L’un est un travailleur « semi-retraité » et partage son temps entre Cap-Saint-Ignace (Chaudière-Appalaches) et son campement à 160 km de Sept-Îles. L’autre est un artiste de Cascapédia–Saint-Jules (Gaspésie) et adore réaliser en solo des portraits intimistes, notamment au sein des communautés autochtones du Québec. Ensemble, ils ont passé trois semaines en immersion complète, pour créer un étonnant film documentaire présenté par Unis TV dans lequel notre rapport au territoire et le mythe du coureur des bois sont mis en question.
Un train pour la liberté
C’est en tournant un court métrage sur le Tshiuetin pour la CBC qu’Éli a pour la première fois aperçu Clément : bien équipé pour un séjour de quelques mois en forêt, l’homme s’apprêtait à sauter du wagon-cargo… au beau milieu de nulle part. « L’histoire des gens qui débarquent tout au long du trajet est tellement fascinante, s’exclame le réalisateur. J’ai demandé à Clément s’il acceptait que je filme sa descente avec tout son stock. En atterrissant, il avait de la neige jusqu’en dessous des bras ! »
Une fois son projet initial terminé, Éli s’est de nouveau mis à penser à celui qu’il avait brièvement filmé un an plus tôt. « J’avais le feeling qu’il serait un bon personnage. Je lui avais posé quelques questions rapides sur place, sauf que je ne savais même pas son nom. » Armé d’une capture d’écran de Clément, il a alors entrepris la laborieuse démarche de le retrouver, avec l’aide de tous ses contacts associés au train. La quête a pris fin quand quelqu’un a enfin indiqué qu’il venait de déposer le mystérieux inconnu à l’auberge de jeunesse de Sept-Îles.
« Juste le joindre pour lui parler de mon envie de faire un film, c’était quelque chose ! Mais mon intuition était bonne : Clément est plus qu’un gars qui va passer du temps dans le bois. Même sa vie “au sud” est en retrait et basée sur la simplicité. » Éli s’est ainsi rendu à l’autre domicile de Clément, une roulotte en forêt, pour lui exposer son idée de documentaire. Les deux inconnus ont beaucoup échangé avant de planifier ensemble un séjour de quelques semaines sur la Côte-Nord.
One-man band
Tandis qu’il préparait son tournage, la seule certitude du cinéaste était que son « équipe » devait être à l’image de son sujet : en immersion complète avec son environnement. « Je voulais y aller seul avec Clément, et passer beaucoup de temps avec lui », nous confie celui qui a amorcé sa carrière en créant de courtes vidéos pour l’émission Road movies (CBC), alors qu’il n’avait que 19 ans. « C’était un peu comme la Course destination monde, mais sans l’aspect compétitif. C’est là que j’ai appris à être un one-man band. »

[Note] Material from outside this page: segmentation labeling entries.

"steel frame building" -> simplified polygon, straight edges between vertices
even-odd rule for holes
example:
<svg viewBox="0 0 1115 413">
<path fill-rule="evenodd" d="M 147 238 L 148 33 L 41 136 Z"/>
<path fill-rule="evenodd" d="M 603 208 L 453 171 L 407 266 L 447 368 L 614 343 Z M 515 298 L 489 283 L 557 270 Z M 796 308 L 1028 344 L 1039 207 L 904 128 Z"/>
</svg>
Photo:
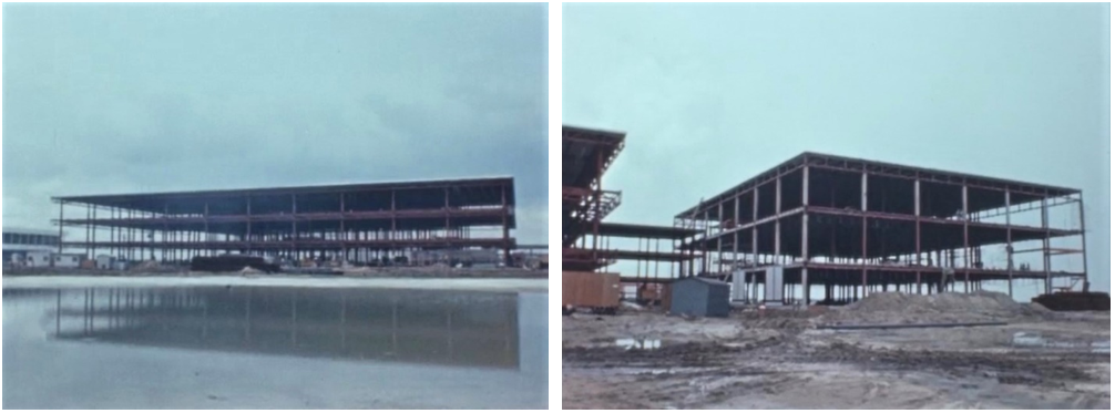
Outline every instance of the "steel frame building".
<svg viewBox="0 0 1115 413">
<path fill-rule="evenodd" d="M 1079 208 L 1078 225 L 1055 228 L 1049 210 Z M 1011 222 L 1038 210 L 1041 225 Z M 805 153 L 675 217 L 699 234 L 681 246 L 706 253 L 680 276 L 719 275 L 777 265 L 785 282 L 824 286 L 826 299 L 855 299 L 874 289 L 922 294 L 962 282 L 964 291 L 987 281 L 1087 281 L 1085 269 L 1051 268 L 1051 257 L 1087 262 L 1084 204 L 1070 189 L 968 174 Z M 1079 237 L 1079 248 L 1058 248 L 1055 238 Z M 1018 243 L 1040 247 L 1015 249 Z M 985 265 L 985 248 L 1005 245 L 1005 267 Z M 1019 254 L 1040 253 L 1041 268 L 1015 265 Z M 714 262 L 712 257 L 717 257 Z M 748 275 L 759 277 L 759 273 Z M 762 283 L 763 279 L 750 279 Z M 1075 285 L 1075 284 L 1074 284 Z"/>
<path fill-rule="evenodd" d="M 498 248 L 515 238 L 511 177 L 55 197 L 61 248 L 128 260 L 240 253 L 369 262 L 418 249 Z M 80 218 L 67 207 L 84 209 Z M 99 215 L 99 216 L 98 216 Z M 97 238 L 108 233 L 107 239 Z M 71 234 L 74 232 L 70 232 Z M 474 233 L 476 233 L 474 235 Z"/>
<path fill-rule="evenodd" d="M 562 126 L 562 271 L 594 272 L 636 260 L 624 282 L 658 282 L 660 263 L 678 268 L 694 259 L 678 246 L 697 232 L 670 226 L 604 223 L 622 193 L 603 189 L 603 175 L 623 150 L 626 134 Z M 637 239 L 638 249 L 613 249 L 612 238 Z M 663 250 L 662 242 L 669 243 Z M 655 264 L 651 271 L 651 264 Z M 652 276 L 653 274 L 653 276 Z"/>
</svg>

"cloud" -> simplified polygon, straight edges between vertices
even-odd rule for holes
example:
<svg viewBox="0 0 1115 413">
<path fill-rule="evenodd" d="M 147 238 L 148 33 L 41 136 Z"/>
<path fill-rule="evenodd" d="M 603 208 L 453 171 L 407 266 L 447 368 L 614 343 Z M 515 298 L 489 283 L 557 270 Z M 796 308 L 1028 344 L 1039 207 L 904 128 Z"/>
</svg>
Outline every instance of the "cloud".
<svg viewBox="0 0 1115 413">
<path fill-rule="evenodd" d="M 545 4 L 4 14 L 9 224 L 58 195 L 511 175 L 546 239 Z"/>
</svg>

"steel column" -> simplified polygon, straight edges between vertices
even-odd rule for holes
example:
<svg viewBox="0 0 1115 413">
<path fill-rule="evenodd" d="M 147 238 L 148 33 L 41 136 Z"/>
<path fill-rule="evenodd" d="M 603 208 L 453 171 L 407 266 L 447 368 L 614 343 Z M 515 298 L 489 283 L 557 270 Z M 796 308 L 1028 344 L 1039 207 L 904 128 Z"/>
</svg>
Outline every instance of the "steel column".
<svg viewBox="0 0 1115 413">
<path fill-rule="evenodd" d="M 1088 284 L 1089 283 L 1089 281 L 1088 281 L 1088 240 L 1087 240 L 1087 238 L 1084 235 L 1084 234 L 1087 233 L 1087 230 L 1085 230 L 1086 225 L 1085 225 L 1085 220 L 1084 220 L 1084 191 L 1082 190 L 1078 196 L 1080 198 L 1079 203 L 1078 203 L 1078 205 L 1080 207 L 1080 259 L 1084 260 L 1084 283 Z"/>
<path fill-rule="evenodd" d="M 809 206 L 809 167 L 802 168 L 802 206 Z M 809 213 L 802 213 L 802 289 L 805 305 L 809 305 Z M 826 289 L 826 298 L 830 294 Z"/>
<path fill-rule="evenodd" d="M 1010 191 L 1004 191 L 1007 203 L 1007 292 L 1015 298 L 1015 243 L 1010 230 Z"/>
</svg>

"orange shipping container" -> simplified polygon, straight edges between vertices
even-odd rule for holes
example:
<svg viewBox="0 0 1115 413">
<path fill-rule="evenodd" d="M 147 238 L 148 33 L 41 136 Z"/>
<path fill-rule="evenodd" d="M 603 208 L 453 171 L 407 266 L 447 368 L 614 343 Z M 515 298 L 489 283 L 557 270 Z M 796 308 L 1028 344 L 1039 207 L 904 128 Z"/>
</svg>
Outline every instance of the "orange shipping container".
<svg viewBox="0 0 1115 413">
<path fill-rule="evenodd" d="M 614 273 L 562 272 L 562 305 L 614 308 L 620 305 L 620 275 Z"/>
</svg>

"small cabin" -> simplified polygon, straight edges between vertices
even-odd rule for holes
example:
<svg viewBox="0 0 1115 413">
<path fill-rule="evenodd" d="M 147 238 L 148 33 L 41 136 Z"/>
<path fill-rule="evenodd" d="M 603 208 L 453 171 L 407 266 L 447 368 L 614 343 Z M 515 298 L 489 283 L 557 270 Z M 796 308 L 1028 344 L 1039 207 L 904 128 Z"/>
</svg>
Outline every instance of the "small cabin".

Partez à la rencontre de cet immense territoire
en compagnie de Clément Lévesque
La recherche, la scénarisation, la caméra et la prise de son d’Un canot sur la neige, c’est donc Éli qui les signe. « J’ai toujours aimé le buzz d’être seul avec mon sujet. Je voulais rester assez longtemps pour qu’il puisse prendre toute la place dans son espace et s’exprimer pleinement. Pour établir une écoute réelle. » Et cette « qualité de présence », qu’il juge essentielle pour faire un bon portrait, le cinéaste estime l’avoir atteinte. Au fil du tournage, il raconte qu’il n’y avait pas que son documentaire qui prenait forme : une belle amitié, basée sur la confiance, est née entre les deux hommes, des aventuriers solos à leur manière.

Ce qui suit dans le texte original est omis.